La esperanza que ha despertado la caída de una dinastía autocrática tan brutal como la de los Asad no puede eclipsar la inestabilidad en la que aún vive Siria, con los riesgos que comporta para su futuro y para toda la región. Las distintas facciones que han desalojado a Bachar el Asad han negociado el traspaso de poder con el último primer ministro del dictador para nombrar jefe del Gobierno provisional a Mohamed el Bashir, que encabezaba el Ejecutivo insurgente de la provincia de Idlib, pero no será fácil que consigan el consenso entre todas las fuerzas de oposición, que apenas compartían un solo objetivo: derrocar al tirano.
Tras el éxito de la fulgurante ofensiva rebelde y la huida del dictador a Moscú, la euforia ha estallado en las ciudades mientras se suceden las habituales escenas de caos y asalto a los palacios presidenciales. No son estas las expresiones más preocupantes de la confusión que se instala en una transición violenta como la siria, sino la ausencia de management del territorio, inherente al mapa fragmentado de una guerra civil que ha durado 13 años y que, en cierta medida, aún no ha terminado.
Hay regiones todavía bajo management del Estado Islámico y una amplia zona al noreste del país en manos de las Fuerzas Democráticas Sirias (FDS), apoyadas por Estados Unidos para combatir al ISIS. A la dificultad que tendrán los diversos grupos insurrectos para ponerse de acuerdo se añade la que supone un pacto entre facciones que se han combatido ferozmente durante más de una década, cada una de ellas con sus correspondientes padrinos internacionales.
La realidad siria es que tres países, dos de ellos vecinos, siguen interviniendo militarmente con el propósito de asegurar su huella en el reparto de poder que se avecina. Israel —con frentes abiertos en Gaza y Líbano— ha aprovechado la caída del régimen para ocupar una amplia franja de interposición en la frontera de facto del Golán y ha proseguido con bombardeos e incursiones en territorio sirio: más de 300 ataques desde la entrada de los rebeldes en Damasco que ayer llevaron a la ONU a pedir al Gobierno de Netanyahu que cese en su ofensiva. Mientras, Estados Unidos, con centenares de soldados aún sobre el territorio, prosigue con sus ataques aéreos al Estado Islámico. Turquía, por su parte, no ha dejado de intervenir en los 13 años de guerra en una amplia zona fronteriza para sofocar los intentos kurdos de establecer una región autónoma. La única potencia que ya ha cesado en su actividad militar, obligada por las circunstancias, es Rusia —auténtica perdedora junto a Irán del cambio de régimen—, recluida de momento en sus bases de la región de Latakia.
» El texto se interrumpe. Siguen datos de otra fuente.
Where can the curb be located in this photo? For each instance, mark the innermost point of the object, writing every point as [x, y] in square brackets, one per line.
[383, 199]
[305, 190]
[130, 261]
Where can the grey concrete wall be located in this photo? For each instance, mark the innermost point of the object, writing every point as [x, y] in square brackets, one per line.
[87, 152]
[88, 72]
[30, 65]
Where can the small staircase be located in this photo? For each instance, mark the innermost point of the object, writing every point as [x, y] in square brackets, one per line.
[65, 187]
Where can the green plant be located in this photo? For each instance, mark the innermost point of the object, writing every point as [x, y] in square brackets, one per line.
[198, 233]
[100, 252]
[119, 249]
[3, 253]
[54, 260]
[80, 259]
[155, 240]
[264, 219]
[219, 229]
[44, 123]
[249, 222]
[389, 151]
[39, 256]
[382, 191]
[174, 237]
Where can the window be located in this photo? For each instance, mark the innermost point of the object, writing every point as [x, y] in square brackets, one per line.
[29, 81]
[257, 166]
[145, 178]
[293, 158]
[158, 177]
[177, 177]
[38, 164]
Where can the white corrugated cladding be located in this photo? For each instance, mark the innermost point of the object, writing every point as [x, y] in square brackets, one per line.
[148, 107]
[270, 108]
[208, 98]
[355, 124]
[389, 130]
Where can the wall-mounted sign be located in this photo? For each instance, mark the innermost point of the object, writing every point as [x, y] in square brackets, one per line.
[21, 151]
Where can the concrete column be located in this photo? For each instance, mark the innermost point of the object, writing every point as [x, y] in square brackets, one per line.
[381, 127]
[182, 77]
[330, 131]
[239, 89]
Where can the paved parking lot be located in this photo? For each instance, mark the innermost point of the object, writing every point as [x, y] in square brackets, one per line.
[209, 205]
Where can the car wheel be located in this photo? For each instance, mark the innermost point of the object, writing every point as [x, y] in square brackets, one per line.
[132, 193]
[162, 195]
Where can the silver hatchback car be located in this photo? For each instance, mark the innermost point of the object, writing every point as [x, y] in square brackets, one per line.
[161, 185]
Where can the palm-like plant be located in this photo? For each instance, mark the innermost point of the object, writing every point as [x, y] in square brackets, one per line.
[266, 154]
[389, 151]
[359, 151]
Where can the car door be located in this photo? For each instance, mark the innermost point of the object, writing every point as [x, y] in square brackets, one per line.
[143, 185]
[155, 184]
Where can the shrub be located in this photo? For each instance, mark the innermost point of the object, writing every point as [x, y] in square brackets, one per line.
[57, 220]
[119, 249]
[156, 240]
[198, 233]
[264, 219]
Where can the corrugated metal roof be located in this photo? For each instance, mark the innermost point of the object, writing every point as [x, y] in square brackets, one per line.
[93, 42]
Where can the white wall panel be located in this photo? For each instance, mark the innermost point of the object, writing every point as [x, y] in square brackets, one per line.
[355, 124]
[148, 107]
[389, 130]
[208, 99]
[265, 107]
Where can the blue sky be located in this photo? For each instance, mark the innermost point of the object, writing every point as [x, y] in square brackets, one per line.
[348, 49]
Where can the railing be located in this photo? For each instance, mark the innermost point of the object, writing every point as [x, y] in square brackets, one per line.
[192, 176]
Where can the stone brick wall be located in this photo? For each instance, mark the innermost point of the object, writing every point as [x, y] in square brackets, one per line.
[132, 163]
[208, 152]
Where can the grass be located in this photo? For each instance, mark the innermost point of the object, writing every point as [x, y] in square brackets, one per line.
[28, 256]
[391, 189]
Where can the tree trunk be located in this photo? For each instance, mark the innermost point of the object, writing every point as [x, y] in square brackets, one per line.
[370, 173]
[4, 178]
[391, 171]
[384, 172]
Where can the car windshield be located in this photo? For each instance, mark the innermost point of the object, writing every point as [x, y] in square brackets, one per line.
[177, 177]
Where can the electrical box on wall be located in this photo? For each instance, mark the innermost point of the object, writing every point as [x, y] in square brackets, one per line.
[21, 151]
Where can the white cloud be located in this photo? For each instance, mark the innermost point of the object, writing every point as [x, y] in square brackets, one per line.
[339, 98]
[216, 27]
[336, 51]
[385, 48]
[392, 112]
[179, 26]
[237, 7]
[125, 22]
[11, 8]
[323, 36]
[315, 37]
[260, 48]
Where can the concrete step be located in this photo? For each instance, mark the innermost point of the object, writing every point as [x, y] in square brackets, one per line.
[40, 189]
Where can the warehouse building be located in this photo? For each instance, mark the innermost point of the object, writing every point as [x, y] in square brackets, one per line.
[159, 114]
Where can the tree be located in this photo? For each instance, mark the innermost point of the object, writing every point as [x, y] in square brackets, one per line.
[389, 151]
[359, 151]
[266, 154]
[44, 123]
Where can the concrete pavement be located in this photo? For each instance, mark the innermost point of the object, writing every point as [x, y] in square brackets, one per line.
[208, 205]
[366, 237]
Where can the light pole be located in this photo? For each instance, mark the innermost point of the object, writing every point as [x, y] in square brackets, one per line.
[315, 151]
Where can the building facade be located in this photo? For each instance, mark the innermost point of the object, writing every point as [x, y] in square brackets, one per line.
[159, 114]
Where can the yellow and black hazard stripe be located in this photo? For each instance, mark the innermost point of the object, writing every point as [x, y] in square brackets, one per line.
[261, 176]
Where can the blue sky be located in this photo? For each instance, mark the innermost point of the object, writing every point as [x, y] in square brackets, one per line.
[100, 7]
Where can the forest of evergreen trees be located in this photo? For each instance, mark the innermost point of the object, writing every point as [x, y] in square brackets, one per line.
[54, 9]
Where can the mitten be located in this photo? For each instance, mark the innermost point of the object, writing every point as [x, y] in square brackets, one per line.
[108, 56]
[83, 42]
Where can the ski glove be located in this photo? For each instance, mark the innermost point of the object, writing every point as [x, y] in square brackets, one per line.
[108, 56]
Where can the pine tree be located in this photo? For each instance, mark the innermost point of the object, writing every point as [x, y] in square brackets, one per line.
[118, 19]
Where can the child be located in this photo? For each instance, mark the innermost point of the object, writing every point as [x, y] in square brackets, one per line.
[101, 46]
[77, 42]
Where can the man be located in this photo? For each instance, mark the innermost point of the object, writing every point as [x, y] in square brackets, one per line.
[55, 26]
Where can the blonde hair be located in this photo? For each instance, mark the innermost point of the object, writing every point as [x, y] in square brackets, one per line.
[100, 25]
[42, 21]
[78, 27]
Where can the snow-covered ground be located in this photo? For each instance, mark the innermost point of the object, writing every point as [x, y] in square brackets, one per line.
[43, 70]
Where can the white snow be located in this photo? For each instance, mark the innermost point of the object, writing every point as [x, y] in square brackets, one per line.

La incertidumbre es tal que resulta como mínimo aventurado que países como Alemania, Francia o Reino Unido congelen las solicitudes de asilo de ciudadanos sirios huidos en los últimos años. En mayo pasado, la UE empezó a cambiar el relato sobre Siria para considerarlo “país seguro”, algo que, se ha demostrado, estaba lejos de ser. La tarea inmediata es la formación de un Gobierno que —tras más de medio siglo de dictadura de la familia El Asad— trabaje por el regreso a la normalidad de la vida pública, la pluralidad, el respeto a las minorías y la protección de los derechos individuales, especialmente de las mujeres. No estará ganada la integridad de Siria si prosigue la intervención de fuerzas extranjeras. Bien al contrario, será la premisa para la fragmentación y para posteriores brotes violentos. La paz no llegará automáticamente por la caída del dictador.